Grab
by BLAKE CROUCH
1
Letty Dobesh reached to freshen up a trucker's coffee from behind the counter. His name was Dale or Dan or Dave—something that started with a D. He was a regular. A creepy regular. Came into the diner several times a week. Tall, lanky, never-tipping guy who always wore a red down vest and a John Deere mesh hat.
As Letty filled his mug, he grinned, said, "Know what would look good on you?"
"No, what's that?" she asked without risking eye contact.
"Me."
Now she did meet his eyes. They were small and brown and contained a volatile energy that she recognized—he was a hitter.
"That's beautiful," she said. "You should write Hallmark cards."
The man laughed like he wasn't sure if he'd been insulted.
Her manager called her name from the grill.
"Be there in a sec!" she said.
"No, Letisha. Not in a sec. Now."
She set the pot of coffee back on the warmer and wiped her hands off on her apron. An image blindsided her: Letty at seventy, hobbling around the diner on arthritic feet, hands like claws from a lifetime of this.
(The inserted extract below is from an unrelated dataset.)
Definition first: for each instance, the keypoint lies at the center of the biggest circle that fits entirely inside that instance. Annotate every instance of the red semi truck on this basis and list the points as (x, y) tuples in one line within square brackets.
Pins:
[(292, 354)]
The manager was a short, sweaty, unpleasant man. He wore black jeans, black sneakers, and a white Oxford shirt with a hideous Scooby-Doo tie. Same outfit always. As she approached, she saw that he held a wire brush in his right hand.
"Good morning, Lloyd."
"Bathrooms. They're disgusting. You were supposed to clean them yesterday."
"Lloyd, I haven't had a chance—"
He shoved the wire brush into her hand. "With a smile."
"I'm smiling on the inside."
# # #
Letty scrubbed furiously at a beard of dried shit affixed to the inside of the toilet.
The noise of the jukebox was indistinct through the concrete walls, but a new refrain had taken up residence in her head.
When the toilet bowl was pristine, she stood looking out of the small window behind the sink. The view was down Ocean Boulevard. Vacation cottages and high rises all oriented east toward the sea.
There were bars over this small window, and Letty somehow found it fitting. She'd been out of prison now almost ten months, had been clean for half a year, but she hardly felt free.
She was thirty-six years old and she had just worked herself into a sweat cleaning a toilet in a diner.
Bad as prison was, the walls that had kept her in her cell and in the yard had never screamed hopelessness as loud as the barred window in this tiny bathroom. In prison, there was always something to look forward to. The promise of release, and beyond, the possibility of a Life Different.
She felt a sudden, irresistible urge to get high.